In this article I would like to explore several popular methods of protecting website content from automatic scraping. Each method has its own pros and cons, so choose the one you need in light of a particular situation. Moreover, none of the methods is a panacea and virtually every method has its own bypasses, which I will also mention here.
1. IP address ban
The easiest and most common way of detecting website scraping attempts is to analyze the frequency and interval of queries to server. If any IP address sends too many queries or sends them too often, this address gets blocked and in order to unblock it you need to enter captcha.
It should be noted that for this type of protection you have to set the boundary between natural frequency and number of queries, and scraping attempts, to avoid blocking innocent users. Usually this boundary is determined through analyzing the behavior of normal website users.
Google can serve as an example of this method. It controls the quality of queries from a particular address and issues a warning along with blocking IP address and suggestion to enter captcha.
There are services (such as distilnetworks.com) that enable automatic monitoring of suspicious activity on your website and even initiate user checkup with captcha.
You can bypass this protection using several proxy servers that hide scraper’s real IP address. Services like BestProxyAndVPN offer inexpensive proxies, and SwitchProxy is specifically designed for automatic scrapers and allows for huge loads, though it is more expensive.
2. Using accounts
This protection method implies that only authorized users can access data.
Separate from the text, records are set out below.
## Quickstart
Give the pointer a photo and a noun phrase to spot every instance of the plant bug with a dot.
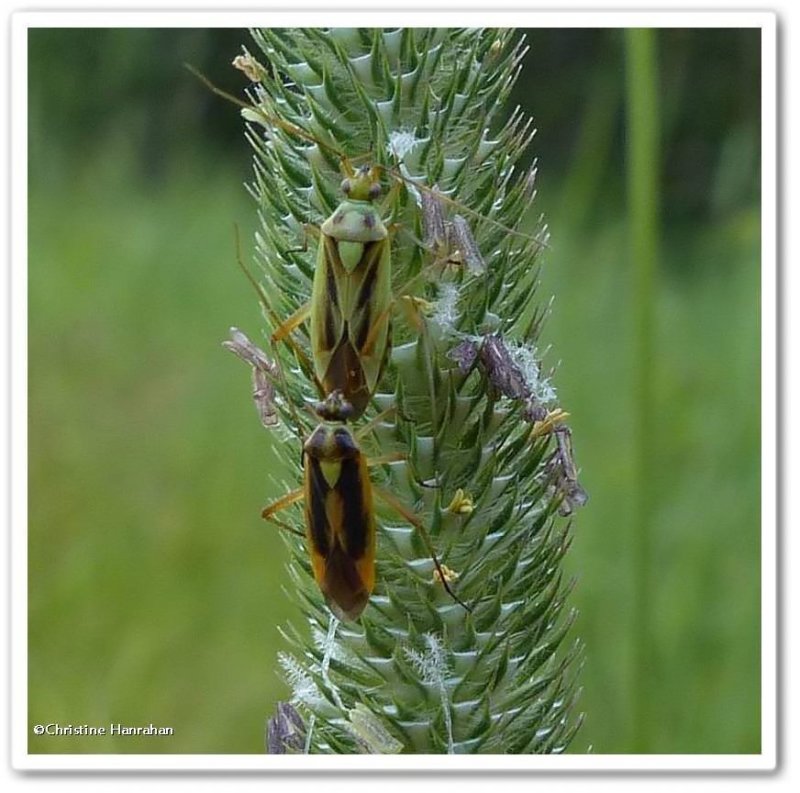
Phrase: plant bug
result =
(351, 298)
(339, 512)
(351, 291)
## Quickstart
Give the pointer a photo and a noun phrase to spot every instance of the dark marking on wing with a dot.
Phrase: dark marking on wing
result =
(355, 521)
(318, 528)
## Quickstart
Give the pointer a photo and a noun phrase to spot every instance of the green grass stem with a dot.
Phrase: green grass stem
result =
(642, 127)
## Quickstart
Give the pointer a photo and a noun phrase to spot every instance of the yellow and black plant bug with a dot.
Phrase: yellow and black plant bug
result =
(340, 515)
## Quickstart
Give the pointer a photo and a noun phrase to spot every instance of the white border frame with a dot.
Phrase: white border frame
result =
(766, 760)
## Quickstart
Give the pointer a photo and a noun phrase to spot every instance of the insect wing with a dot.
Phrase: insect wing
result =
(340, 529)
(350, 320)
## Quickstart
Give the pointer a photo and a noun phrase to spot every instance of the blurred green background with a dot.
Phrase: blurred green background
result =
(155, 590)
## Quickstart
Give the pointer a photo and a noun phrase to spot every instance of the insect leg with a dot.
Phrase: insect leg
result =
(399, 507)
(268, 513)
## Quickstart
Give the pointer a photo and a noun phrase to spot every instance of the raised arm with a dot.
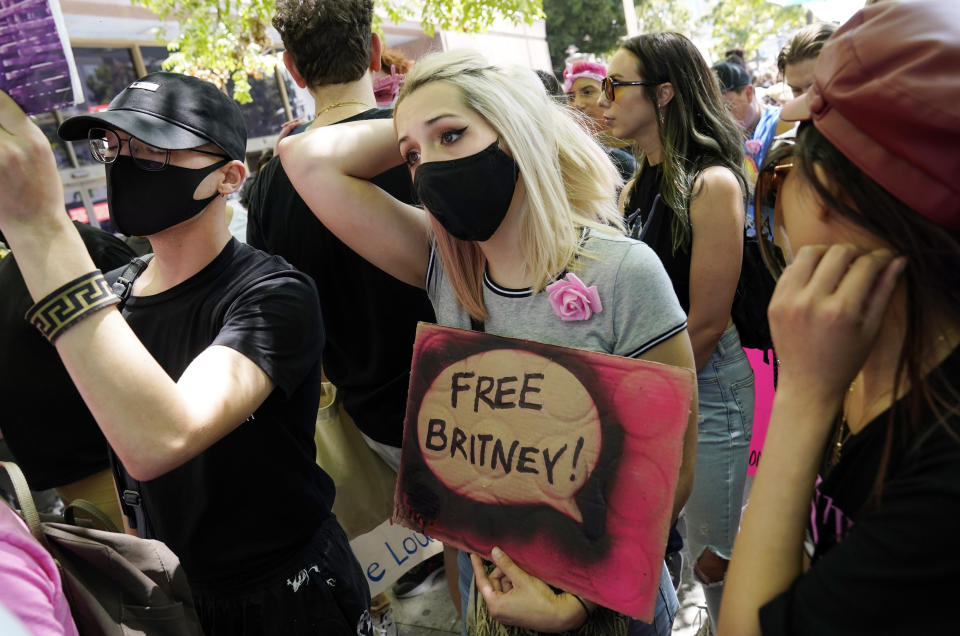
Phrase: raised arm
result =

It makes it easier to control users behavior and block suspicious accounts regardless of IP address used by client.
Facebook is a good example. It actively controls actions of its users and blocks suspicious ones.
This protection can be bypassed by creating (including automatic) a plethora of accounts (there are even services that sell accounts for popular socials networks, such as buyaccs.com and bulkaccounts.com). A substantial impediment to automatic creation of accounts can be account verification requirement via phone and checking its uniqueness (the so-called Phone Verified Account, PVA). Although, this one can also be bypassed though buying a bunch of SIM cards.
3. Using CAPTCHA
This is also a common method of protecting your data from scraping. Under this scenario a user is asked to enter captcha (CAPTCHA) to access the website data. A substantial drawback of this method is that user actually must enter captcha. That is why this method is best for systems, whose data is accessed through non-frequent separate requests.
An example of using captcha for protection from automated queries can be services that check website search results position (such as http://smallseotools.com/keyword-position/).
Captcha can be bypassed with captcha recognition software and services that are divided into two categories: automatic recognition (OCR, such as GSA Captcha Breaker) and recognition with the help of a real person (when somewhere in India people are processing image recognition requests online, like in Bypass CAPTCHA). Human recognition is usually more efficient, but in this case you have to pay for each captcha, and not once, unlike buying a software.
4. Using a complex JavaScript logic
Under this scenario browser sends a special code (or several codes) upon sending a query to server. The code is generated by a complex logic written on JavsScript. At the same time, the code of this logic is often obfuscated and installed into one or several JavaScript files that are being uploaded.
Typical example of using this protection from scraping method is Facebook.
This protection can be bypassed by using real browsers for scraping (for example, with the help of Selenium or Mechanize libraries). This method has an additional advantage: by executing JavaScript scraper will show itself in website analytics (such as Google Analytics), which enables webmaster to take note of irregular activity.
5. Dynamic modification of page structure
One of the effective ways to protect your website from scraping is a frequent modification of page structure. This applies not only to name change of classes and identifiers, but even element hierarchy. This heavily complicates the writing of scraper, but, on the other hand, it complicates the system code too.
On the other hand, these changes can be made manually once a month (or once in several months). This will also give scrapers hard a time.
This protection can be bypassed by creating more flexible and ‘smart’ scraper or (if changes are made not too often) just manual modification of scraper following the changes.
6. Restricting the frequency of queries and downloadable data volume
This allows making bulk data scraping a very slow and therefore unreasonable process. Restrictions should be set based on typical user needs, to avoid decreasing the usability of website.
This protection can be bypassed by access website from various IP addresses or accounts (simulation of many users).
7. Displaying important data as images
This content protection method substantially complicates automatic data harvesting. At the same time, it preserves users’ visual access to data. Emails and phone numbers are often converted into images, but some websites even manage to replace random letters in text with images. Nothing prevents owners from displaying website content as graphics (be it Flash or HTML 5), although this can substantially harm site’s indexing by search engines.
The drawback of this method is not only in the fact that not all the content is going to be indexed by search engines, but also that it precludes users from copying data to clipboard.
It is very difficult to bypass this protection. Most probably one has to use automatic or manual image recognition, similar to captcha.